Wenn jetzt noch zehn, zwanzig Prozent einer Belegschaft ausfallen, ist Holland in Not. Dann kommen die restlichen Mitarbeiter nicht zur Fachmesse, und statt auf sechs Kollegen wird der Wartungsservice auf eine Fachkraft konzentriert, wie aktuell bei einem Heizungsbauer aus der Eifel – das geht auf Strecke nicht gut. Die Fachverbände rühren zwar die Werbetrommel für mehr Ausbildung. Allein: Nur mit mäßigem Erfolg. Das Berufsbild scheint nicht „sexy“ genug. Die erhoffte Entlastung durch Zuwanderung ist ebenfalls nur eine theoretische. Es bleiben Sprachbarrieren, und die Unkenntnis der maßgeblichen Regelwerke.

Entsprechend intensiv suchen die Hersteller nach Lösungsansätzen. Produkte werden so zu Plug´n Play-Systemen, um den Installationsaufwand drastisch zu verringern. Und der klassische Service wird spezifiziert ausgeweitet, damit sich das Fachhandwerk auf seine individuellen Stärken konzentrieren kann: Der eine Handwerksbetrieb benötigt Planungsunterstützung, der zweite gibt lieber die Inbetriebnahme (beispielsweise einer Trinkwasser-Anlage) an die Kollegen vom Hersteller ab, der dritte wiederum die turnusmäßige Wartung.
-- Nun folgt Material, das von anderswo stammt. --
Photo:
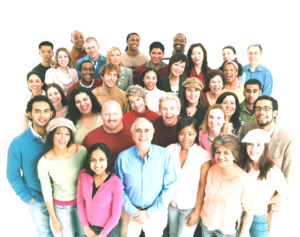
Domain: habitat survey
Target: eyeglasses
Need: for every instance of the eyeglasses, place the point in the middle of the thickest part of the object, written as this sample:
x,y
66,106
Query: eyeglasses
x,y
266,108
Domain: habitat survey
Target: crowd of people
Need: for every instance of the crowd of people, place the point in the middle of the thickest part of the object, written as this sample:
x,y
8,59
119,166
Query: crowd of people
x,y
124,145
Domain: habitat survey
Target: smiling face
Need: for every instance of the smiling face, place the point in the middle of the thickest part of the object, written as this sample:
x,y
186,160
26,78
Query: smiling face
x,y
62,59
83,103
61,137
216,120
187,137
169,110
197,55
35,84
216,85
150,80
98,161
230,72
224,157
54,96
229,105
115,57
178,68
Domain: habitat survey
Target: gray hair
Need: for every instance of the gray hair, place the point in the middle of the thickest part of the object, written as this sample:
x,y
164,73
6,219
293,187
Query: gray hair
x,y
135,90
255,45
169,96
138,119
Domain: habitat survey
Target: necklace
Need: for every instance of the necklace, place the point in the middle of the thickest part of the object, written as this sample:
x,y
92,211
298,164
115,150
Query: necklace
x,y
230,175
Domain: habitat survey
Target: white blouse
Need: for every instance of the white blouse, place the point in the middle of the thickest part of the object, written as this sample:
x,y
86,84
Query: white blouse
x,y
188,177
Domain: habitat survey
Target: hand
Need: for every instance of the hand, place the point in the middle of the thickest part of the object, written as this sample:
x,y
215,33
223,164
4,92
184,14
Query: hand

Hier sind ganz neuer Formen der Zusammenarbeit – und der Abrechnung! – gefragt, die im offenen und konstruktiven Dialog ausgehandelt werden müssen.

Ein anderes Thema: die Digitalisierung. Nicht BIM (Building Information Modeling); das wäre viel zu weit geworfen. Sondern elektronisch „intelligente“ Installationskomponenten, die einfach zu vernetzen sind, und Auslaufarmaturen, die man mit möglichst geringem Aufwand auf Hygienefunktionen programmieren kann. Oder komplett vorgerüstete Systeme, die sich gewissermaßen steckerfertig in die Gebäudeautomation einbinden und dann darüber parametrieren lassen. Also alles Dinge, die letztlich zwar den Kundennutzen, aber nicht die Arbeitsbelastung für den Installateur erhöhen.

Der Wunsch ist als Trend in der Breite angekommen; kaum ein Hersteller konnte es sich noch leisten, in Essen zur SHK nicht entsprechende Lösungen zu zeigen. Wobei sich eine Botschaft durchgängig herauskristallisierte: „Happy engineering“ ist nicht angesagt, benötigt werden praxisgerechte „einfache“ Lösungen. Einfach im Sinne der Installation, Inbetriebnahme und Nutzung – aber durchaus umfassend in den notwendigen (!) Funktionalitäten.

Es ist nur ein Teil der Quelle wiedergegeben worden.